“Lowboy” by John Wray

At first glance, John Wray’s Lowboy looked like a run-of-the-mill YA novel–young mentally ill boy gets lost in NYC. It sounded rather like The Curious Incident of the Dog in the Night Time. Then I looked at the reviews, and looked again, because they were impressive–stars from both PW and Kirkus. As it was on The Morning News 2010 Tournament of Books short list, and had a short wait at the library, I decided to give it a try. I’m glad I did; I’d have been sorry to miss this book.

Will Heller is a 16yo schizophrenic who has stopped taking his meds, and run away from his caretakers to ride the NYC subway.

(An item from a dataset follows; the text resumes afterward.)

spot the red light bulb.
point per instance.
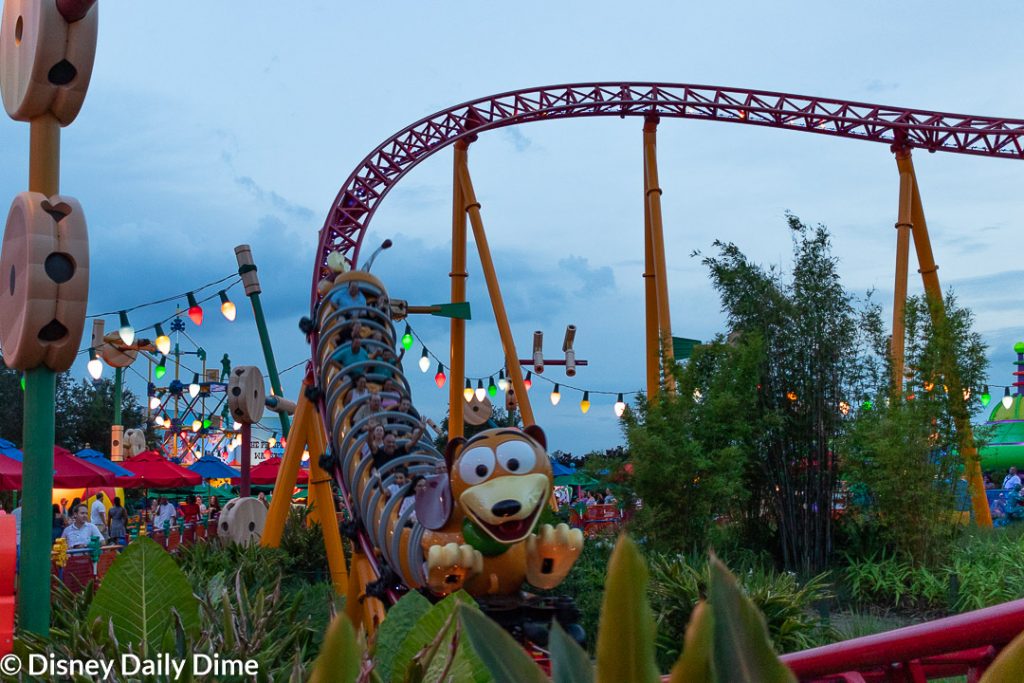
(195, 310)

He got on board the train and laughed. Signs and tells were all around him. The floor was shivering and ticking beneath his feet and the brick-tiled arches above the train beat the murmurings of the crowd into copper and aluminum foil. Every seat in the car had a person in it. Notes of music rang out as the doors closed behind him: C# first, then A. Sharp against both ears, like the tip of a pencil. He turned and pressed his face against the glass.

A detective, Ali Lateef, is tasked with finding Will, who is considered an SCM, or Special Category Missing. He meets with Will’s mother and tries to unravel why Will has run away, and more important, whether he’s a danger to himself or others. Chapters of Lateef and the mother in an intricate dance of information alternate with those of Will, nicknamed “Lowboy”, who is convinced that the overheating world is going to end in flames, and that only he and his actions can stop it.

This book is many things: psychological mystery, coming-of-age tale, and meditation on global warming are just a few. Initially, the comparison of Will to a famous NYC roaming schoolkid named Holden was most obvious to me. As the tale unraveled, though, I was put more in mind of Hamlet and Raskolnikov. This is a smart, scary, many-layered tale. I enjoyed and admire it a great deal.

One Response to ““Lowboy” by John Wray”

  1. Jennifer Says:

    Just want to say I love reading your book reviews — thanks for sharing your thoughts. I wish I could remember how I first found your blog but I now check in regularly from here in northern California!